Si telle devait être la position du tribunal, la question qui se poserait alors serait celle du sort des coprévenus. M. Chirac est renvoyé dans deux dossiers qui ont été joints devant le tribunal de Paris. Le premier, instruit à Nanterre et qui lui vaut d'être poursuivi seul pour "prise illégale d'intérêt", est celui-là même qui avait valu à Alain Juppé, en sa qualité d'ancien adjoint aux finances de la Ville de Paris et d'ex-secrétaire général du RPR, sa condamnation devant la cour d'appel de Versailles, en décembre2004, à quatorze mois d'emprisonnement avec sursis et un an d'inéligibilité.

Dans le second dossier, M. Chirac est renvoyé avec neuf autres prévenus, dont deux de ses anciens directeurs de cabinet, Michel Roussin et Rémi Chardon, pour des emplois présumés fictifs de chargés de mission à la Ville de Paris. Pendant l'instruction, l'ancien président de la République avait indiqué qu'il assumait sa responsabilité dans le recrutement de ces chargés de mission, afin de ne pas la faire porter sur ses collaborateurs, tout en affirmant que ces emplois étaient "légitimes et nécessaires". Il avait renouvelé cette position de responsabilité sans reconnaissance de culpabilité lors de la signature du protocole d'accord conclu à l'automne 2010 avec la Ville de Paris et aux termes duquel celle-ci avait accepté de retirer sa constitution de partie civile en échange de l'indemnisation complète de son préjudice, évalué à 2 218 072,46 euros.
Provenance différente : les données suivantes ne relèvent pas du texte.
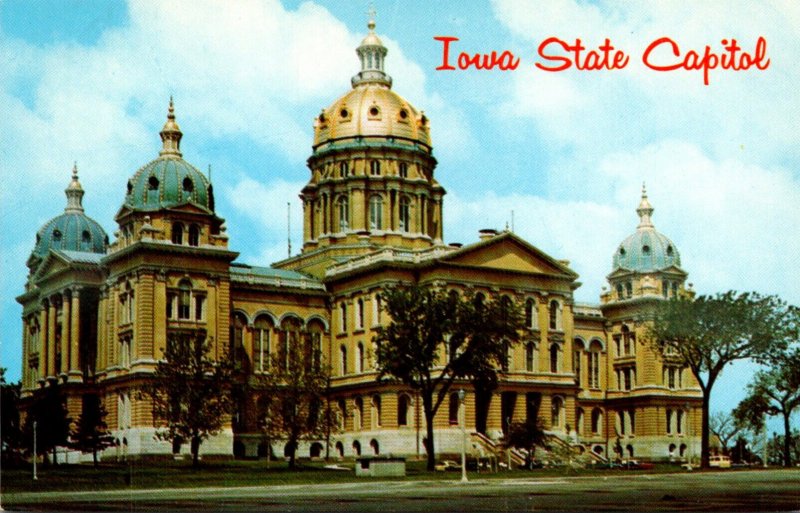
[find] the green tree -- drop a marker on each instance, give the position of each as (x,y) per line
(774,391)
(91,431)
(190,392)
(49,410)
(424,321)
(710,332)
(293,405)
(9,417)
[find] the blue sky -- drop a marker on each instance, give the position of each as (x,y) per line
(567,152)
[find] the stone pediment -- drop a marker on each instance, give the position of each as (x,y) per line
(508,252)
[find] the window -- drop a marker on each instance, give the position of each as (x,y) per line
(404,214)
(531,314)
(554,350)
(343,317)
(344,214)
(556,412)
(597,421)
(453,409)
(403,407)
(555,315)
(376,212)
(360,358)
(594,365)
(184,300)
(261,343)
(194,235)
(360,314)
(358,413)
(530,357)
(177,233)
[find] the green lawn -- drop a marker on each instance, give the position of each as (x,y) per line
(177,474)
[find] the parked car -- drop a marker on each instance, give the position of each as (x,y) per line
(447,465)
(719,461)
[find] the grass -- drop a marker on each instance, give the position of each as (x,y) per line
(228,473)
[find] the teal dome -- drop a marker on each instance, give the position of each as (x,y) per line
(169,181)
(646,250)
(73,230)
(166,182)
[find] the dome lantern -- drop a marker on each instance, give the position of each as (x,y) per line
(372,54)
(171,134)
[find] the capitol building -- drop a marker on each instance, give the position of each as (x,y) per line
(97,310)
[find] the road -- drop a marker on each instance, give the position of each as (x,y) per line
(776,490)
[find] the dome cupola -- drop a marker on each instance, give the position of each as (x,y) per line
(646,250)
(73,230)
(169,181)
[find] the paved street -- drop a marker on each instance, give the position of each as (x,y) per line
(776,490)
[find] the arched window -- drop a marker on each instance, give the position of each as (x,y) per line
(597,421)
(194,235)
(177,233)
(360,314)
(344,214)
(557,412)
(530,356)
(376,212)
(261,343)
(360,358)
(531,314)
(403,409)
(555,315)
(376,411)
(404,214)
(358,413)
(554,357)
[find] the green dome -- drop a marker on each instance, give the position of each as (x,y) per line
(166,182)
(169,181)
(646,250)
(73,230)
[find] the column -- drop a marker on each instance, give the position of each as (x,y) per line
(65,333)
(51,340)
(75,335)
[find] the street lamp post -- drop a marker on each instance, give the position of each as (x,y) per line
(463,422)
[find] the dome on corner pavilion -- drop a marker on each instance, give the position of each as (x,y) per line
(646,250)
(169,181)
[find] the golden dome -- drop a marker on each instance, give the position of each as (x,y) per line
(371,110)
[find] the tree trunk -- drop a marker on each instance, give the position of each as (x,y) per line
(787,439)
(704,440)
(427,405)
(195,450)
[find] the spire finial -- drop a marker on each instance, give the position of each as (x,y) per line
(74,193)
(171,133)
(645,210)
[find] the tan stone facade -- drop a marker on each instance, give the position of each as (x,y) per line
(372,218)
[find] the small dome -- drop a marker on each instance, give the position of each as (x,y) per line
(169,181)
(73,230)
(646,250)
(371,109)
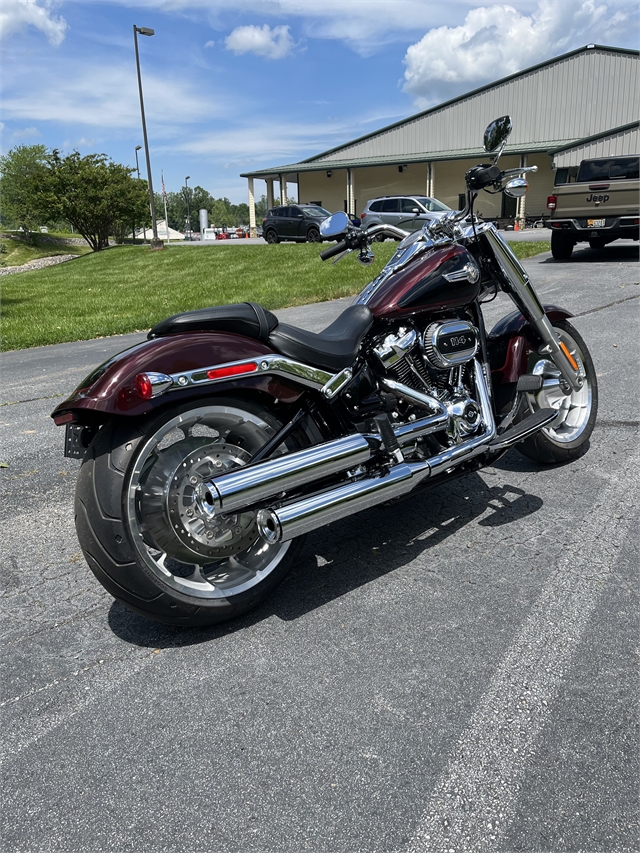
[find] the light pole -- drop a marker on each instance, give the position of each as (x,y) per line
(144,227)
(186,194)
(155,242)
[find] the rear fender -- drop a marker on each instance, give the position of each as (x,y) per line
(110,389)
(511,341)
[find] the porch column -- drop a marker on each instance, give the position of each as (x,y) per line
(351,203)
(252,210)
(521,207)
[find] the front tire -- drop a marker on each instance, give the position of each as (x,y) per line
(138,521)
(561,245)
(567,437)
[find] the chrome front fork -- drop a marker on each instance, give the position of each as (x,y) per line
(525,297)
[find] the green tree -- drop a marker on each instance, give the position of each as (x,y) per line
(25,187)
(97,196)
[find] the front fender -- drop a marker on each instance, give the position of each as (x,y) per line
(110,389)
(510,342)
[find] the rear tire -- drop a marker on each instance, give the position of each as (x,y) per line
(568,436)
(561,245)
(140,528)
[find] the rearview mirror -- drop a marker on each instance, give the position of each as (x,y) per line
(334,225)
(497,133)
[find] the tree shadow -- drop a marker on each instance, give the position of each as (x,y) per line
(612,253)
(353,552)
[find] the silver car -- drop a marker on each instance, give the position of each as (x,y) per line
(409,212)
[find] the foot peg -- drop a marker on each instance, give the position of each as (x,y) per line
(529,383)
(524,429)
(388,437)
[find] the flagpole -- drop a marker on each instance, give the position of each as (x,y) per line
(164,198)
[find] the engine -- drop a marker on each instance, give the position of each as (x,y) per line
(437,362)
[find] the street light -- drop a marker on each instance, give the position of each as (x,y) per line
(155,242)
(144,227)
(186,193)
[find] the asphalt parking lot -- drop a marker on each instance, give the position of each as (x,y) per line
(455,673)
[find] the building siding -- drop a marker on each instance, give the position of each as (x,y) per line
(574,97)
(625,143)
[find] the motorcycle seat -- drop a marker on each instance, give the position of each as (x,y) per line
(332,349)
(243,318)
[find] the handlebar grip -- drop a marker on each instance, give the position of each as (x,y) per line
(332,251)
(479,177)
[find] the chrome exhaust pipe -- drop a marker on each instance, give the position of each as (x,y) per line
(246,486)
(287,522)
(295,519)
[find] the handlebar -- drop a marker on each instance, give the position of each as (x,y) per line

A la demande de Nicolas Sarkozy, l'UMP, venant aux droits et obligations du RPR, a pris à sa charge les trois quarts de la somme, 500 000euros restant à la charge personnelle de M. Chirac.

Lors de la première audience, il avait été envisagé que l'ancien président réitère cette ligne de défense dans une déclaration qu'il aurait lue au deuxième jour du procès. Si la comparution de M.Chirac devait être suspendue définitivement, alors même qu'il revendique sa responsabilité, le procès de ses coprévenus aurait-il encore un sens?